Funding: This work was supported by the National Heart Foundation of New Zealand (grant No 1649) and by the Health Research Council of New Zealand (HRC) clinical practitioner fellowships to RAHS and MT. The trial was undertaken as part of the All New Zealand Acute Coronary Syndrome Quality Improvement (ANZACS-QI), which is funded by the Ministry of Health (ANZACS-QI 41). Data linkage for mortality was obtained through the VIEW programme funded by the HRC. The funders had no role in considering the study design or in the collection, analysis, interpretation of data, writing of the report, or decision to submit the article for publication.

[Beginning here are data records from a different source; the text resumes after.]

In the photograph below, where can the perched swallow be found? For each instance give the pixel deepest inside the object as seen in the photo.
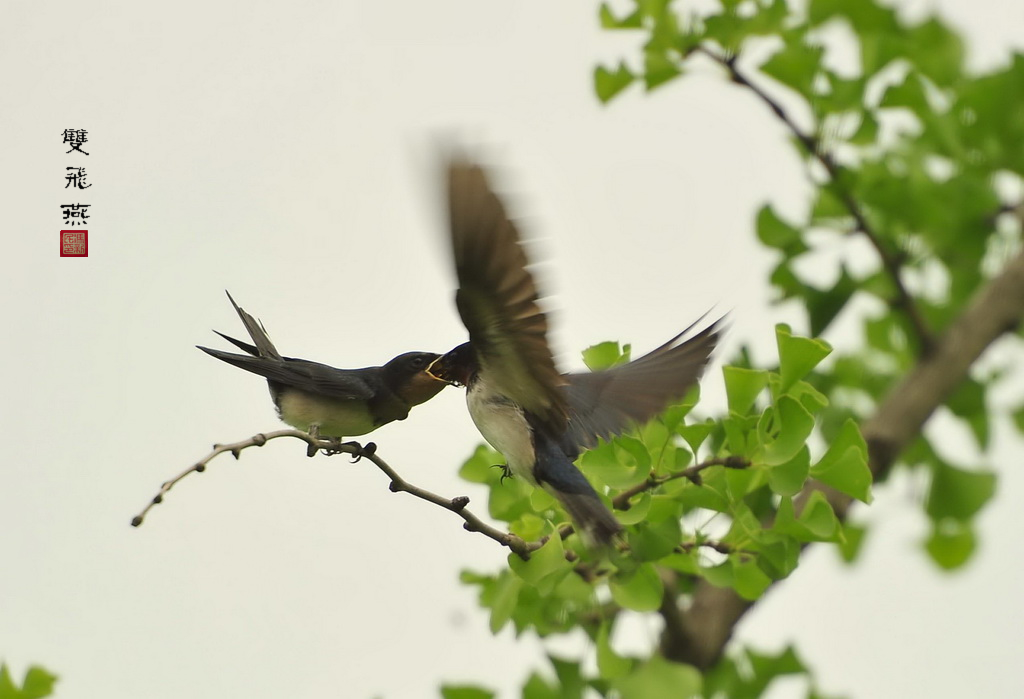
(328, 401)
(538, 418)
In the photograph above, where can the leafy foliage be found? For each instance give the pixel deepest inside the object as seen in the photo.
(904, 150)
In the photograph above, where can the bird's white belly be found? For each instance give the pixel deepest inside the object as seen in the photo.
(336, 418)
(505, 428)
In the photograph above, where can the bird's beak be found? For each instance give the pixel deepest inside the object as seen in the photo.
(442, 369)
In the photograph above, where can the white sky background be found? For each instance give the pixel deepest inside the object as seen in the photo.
(287, 153)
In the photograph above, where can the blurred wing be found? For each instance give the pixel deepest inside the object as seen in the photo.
(497, 298)
(605, 403)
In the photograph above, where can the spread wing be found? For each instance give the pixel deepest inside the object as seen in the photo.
(497, 298)
(605, 403)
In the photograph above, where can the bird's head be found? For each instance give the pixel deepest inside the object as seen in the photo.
(457, 366)
(410, 379)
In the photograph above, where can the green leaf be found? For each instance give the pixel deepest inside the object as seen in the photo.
(816, 523)
(695, 434)
(937, 51)
(818, 517)
(639, 508)
(568, 675)
(658, 69)
(798, 355)
(795, 66)
(793, 425)
(609, 663)
(538, 688)
(608, 84)
(659, 679)
(844, 466)
(640, 590)
(968, 402)
(614, 464)
(604, 355)
(749, 580)
(908, 94)
(956, 493)
(608, 20)
(653, 541)
(775, 232)
(822, 307)
(465, 692)
(853, 538)
(38, 683)
(742, 387)
(506, 596)
(787, 478)
(950, 543)
(1018, 417)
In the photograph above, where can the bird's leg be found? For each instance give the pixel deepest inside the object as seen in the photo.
(368, 449)
(314, 433)
(506, 472)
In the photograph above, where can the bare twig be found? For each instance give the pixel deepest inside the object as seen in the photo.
(691, 473)
(890, 261)
(398, 484)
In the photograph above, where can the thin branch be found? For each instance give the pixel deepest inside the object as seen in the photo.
(890, 261)
(398, 484)
(691, 473)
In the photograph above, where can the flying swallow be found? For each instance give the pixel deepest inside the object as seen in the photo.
(537, 417)
(328, 401)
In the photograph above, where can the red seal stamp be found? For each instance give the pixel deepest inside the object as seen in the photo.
(74, 244)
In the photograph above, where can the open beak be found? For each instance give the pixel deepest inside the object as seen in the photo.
(440, 368)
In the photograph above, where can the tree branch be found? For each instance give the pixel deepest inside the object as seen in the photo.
(890, 261)
(691, 473)
(330, 447)
(996, 308)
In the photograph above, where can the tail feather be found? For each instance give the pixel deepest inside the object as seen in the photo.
(562, 479)
(592, 519)
(256, 332)
(244, 346)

Competing interests: All authors have completed the ICMJE uniform disclosure form at www.icmje.org/coi_disclosure.pdf and declare: support from the National Heart Foundation of New Zealand (grant No 1649) and from the Health Research Council of New Zealand clinical practitioner fellowships to RAHS and MT; no financial relationships with any organisations that might have an interest in the submitted work in the previous three years ; no other relationships or activities that could appear to have influenced the submitted work.

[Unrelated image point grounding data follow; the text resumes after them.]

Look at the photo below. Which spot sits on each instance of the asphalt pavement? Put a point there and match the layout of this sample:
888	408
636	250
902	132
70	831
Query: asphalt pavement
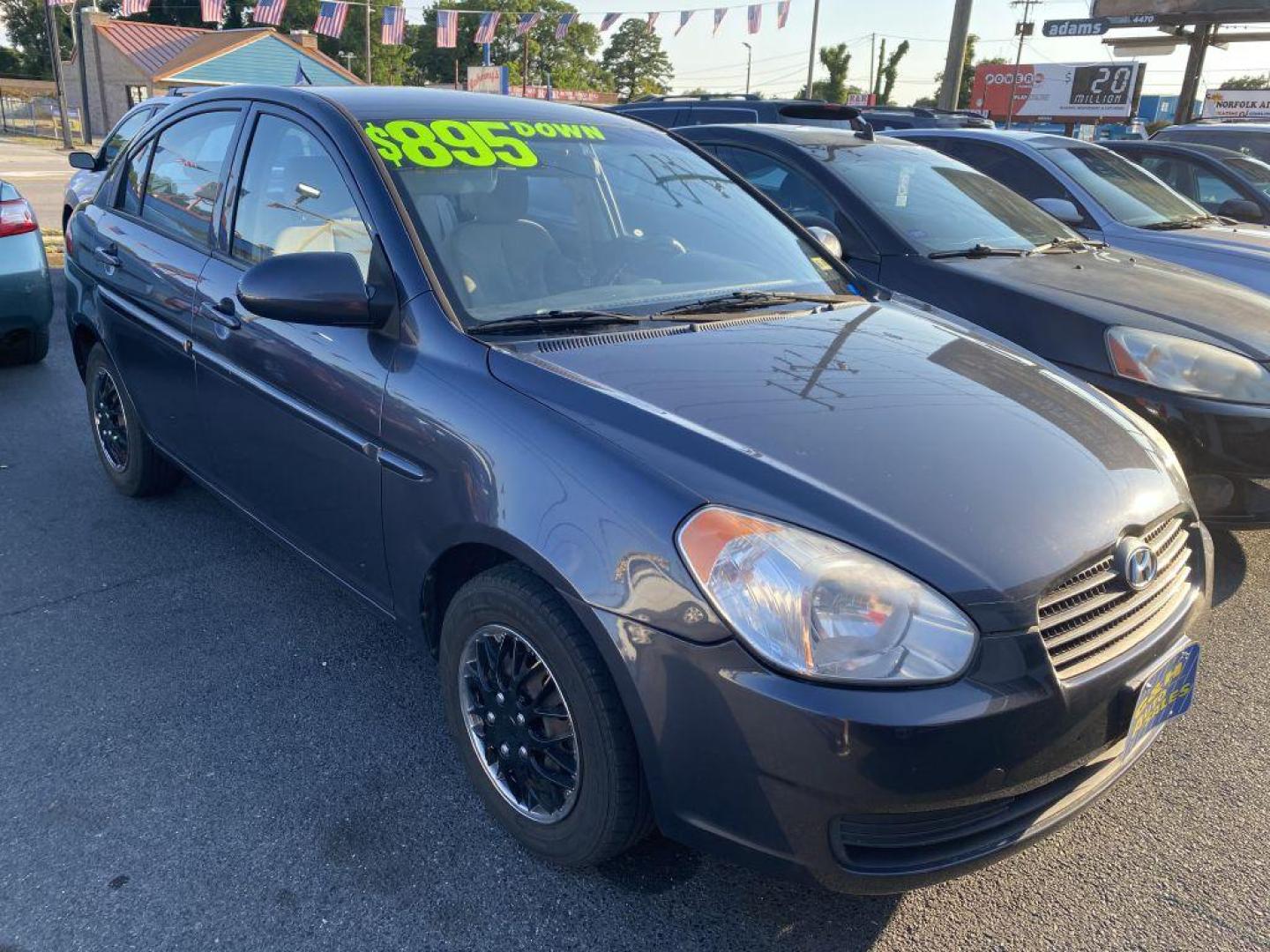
40	172
205	743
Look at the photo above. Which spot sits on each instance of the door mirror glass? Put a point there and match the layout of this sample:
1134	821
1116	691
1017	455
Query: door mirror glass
1061	208
315	287
1241	210
826	238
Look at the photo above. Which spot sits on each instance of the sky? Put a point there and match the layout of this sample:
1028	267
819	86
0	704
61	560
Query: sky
780	56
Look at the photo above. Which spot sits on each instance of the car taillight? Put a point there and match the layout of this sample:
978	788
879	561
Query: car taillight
17	217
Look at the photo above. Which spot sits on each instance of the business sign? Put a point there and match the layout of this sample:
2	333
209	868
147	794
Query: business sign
1186	11
487	79
1237	104
1062	92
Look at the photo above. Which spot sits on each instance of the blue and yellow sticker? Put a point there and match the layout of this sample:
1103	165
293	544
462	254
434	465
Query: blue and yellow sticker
1165	695
438	144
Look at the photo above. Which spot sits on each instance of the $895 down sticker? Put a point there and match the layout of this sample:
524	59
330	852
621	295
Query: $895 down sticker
481	143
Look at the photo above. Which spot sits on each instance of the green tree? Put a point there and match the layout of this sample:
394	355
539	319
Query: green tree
884	83
635	61
1250	81
25	25
571	61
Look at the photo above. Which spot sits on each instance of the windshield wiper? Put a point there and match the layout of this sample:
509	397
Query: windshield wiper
1198	221
747	300
1068	245
554	320
979	250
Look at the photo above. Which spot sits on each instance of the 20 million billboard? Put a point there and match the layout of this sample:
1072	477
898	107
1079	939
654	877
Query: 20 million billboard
1059	92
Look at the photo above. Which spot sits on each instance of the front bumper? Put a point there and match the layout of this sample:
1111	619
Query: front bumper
877	790
1223	447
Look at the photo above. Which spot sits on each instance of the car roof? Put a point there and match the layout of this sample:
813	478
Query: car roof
794	135
1200	149
1033	138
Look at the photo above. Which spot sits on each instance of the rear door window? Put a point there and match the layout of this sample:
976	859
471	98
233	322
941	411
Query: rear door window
185	175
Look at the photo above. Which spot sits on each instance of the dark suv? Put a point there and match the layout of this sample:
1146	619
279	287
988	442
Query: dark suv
669	112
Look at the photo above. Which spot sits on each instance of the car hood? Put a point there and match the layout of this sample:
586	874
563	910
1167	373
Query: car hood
950	453
1059	305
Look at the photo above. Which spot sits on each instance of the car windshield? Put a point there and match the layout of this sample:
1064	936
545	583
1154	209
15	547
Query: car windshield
1125	192
938	204
1252	172
528	219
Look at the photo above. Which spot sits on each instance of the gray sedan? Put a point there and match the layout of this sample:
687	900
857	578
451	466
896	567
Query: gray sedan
1109	198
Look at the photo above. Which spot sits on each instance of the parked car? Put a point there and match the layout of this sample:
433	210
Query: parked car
93	165
26	294
1249	138
1226	183
1110	199
1146	331
698	530
672	112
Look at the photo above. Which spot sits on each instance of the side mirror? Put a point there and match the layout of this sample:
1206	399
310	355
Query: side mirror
1241	210
311	287
1061	208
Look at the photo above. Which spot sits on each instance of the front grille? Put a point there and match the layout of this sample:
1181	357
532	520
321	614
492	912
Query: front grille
1095	616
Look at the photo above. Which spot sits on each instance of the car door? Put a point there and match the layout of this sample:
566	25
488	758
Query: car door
146	256
292	410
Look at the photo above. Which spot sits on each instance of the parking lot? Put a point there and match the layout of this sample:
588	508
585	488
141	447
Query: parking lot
207	743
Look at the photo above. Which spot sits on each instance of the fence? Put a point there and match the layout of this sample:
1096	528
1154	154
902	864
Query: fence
36	115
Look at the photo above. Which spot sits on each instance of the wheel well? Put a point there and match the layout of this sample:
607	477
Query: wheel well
83	339
450	573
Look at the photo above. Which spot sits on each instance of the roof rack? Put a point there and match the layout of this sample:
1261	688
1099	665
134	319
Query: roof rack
695	97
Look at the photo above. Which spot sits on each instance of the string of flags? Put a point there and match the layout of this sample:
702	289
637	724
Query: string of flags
332	16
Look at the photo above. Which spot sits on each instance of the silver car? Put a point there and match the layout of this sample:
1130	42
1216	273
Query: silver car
93	165
1109	198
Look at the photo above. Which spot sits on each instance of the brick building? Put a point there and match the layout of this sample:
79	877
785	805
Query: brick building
126	61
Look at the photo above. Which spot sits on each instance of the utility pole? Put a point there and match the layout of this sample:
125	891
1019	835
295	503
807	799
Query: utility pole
954	63
1024	29
55	48
369	4
811	56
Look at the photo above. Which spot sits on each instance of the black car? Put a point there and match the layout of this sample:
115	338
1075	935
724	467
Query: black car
1249	138
1185	349
700	531
1224	182
672	112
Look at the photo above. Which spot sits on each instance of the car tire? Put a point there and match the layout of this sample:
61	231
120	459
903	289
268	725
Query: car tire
609	810
130	460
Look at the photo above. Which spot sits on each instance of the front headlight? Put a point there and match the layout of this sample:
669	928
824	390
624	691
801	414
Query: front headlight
1186	366
819	608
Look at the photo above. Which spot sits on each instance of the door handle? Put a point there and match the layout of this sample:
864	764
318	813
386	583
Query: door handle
221	312
108	256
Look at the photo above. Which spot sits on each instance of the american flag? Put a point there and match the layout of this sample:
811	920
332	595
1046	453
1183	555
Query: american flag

Ethical approval: This study was approved by the National Health and Disability ethics committee (15/NTA/117).
Data sharing: Requests for study data can be made to the corresponding author.
The lead author (RAHS) affirms that the manuscript is an honest, accurate, and transparent account of the study being reported; that no important aspects of the study have been omitted; and that any discrepancies from the study as originally planned (and, if relevant, registered) have been explained.
Patient consent: The National Ethics Committees approved the study without patient consent because they considered there was clinical equipoise, that study conduct did not place demands on patients or reduce their autonomy, and obtaining informed consent might not be appropriate during a medical emergency. Information on the trial was openly available for patients and doctors, who could decide whether to follow the study oxygen protocols.
Dissemination to participants and related patient and public communities: Results of the study have been reported to relevant healthcare providers through the national cardiac clinical networks and ambulance services. Results have been made available to the public through the National Heart Foundation of New Zealand (the study sponsor) and through the media.
Provenance and peer review: Not commissioned; externally peer reviewed.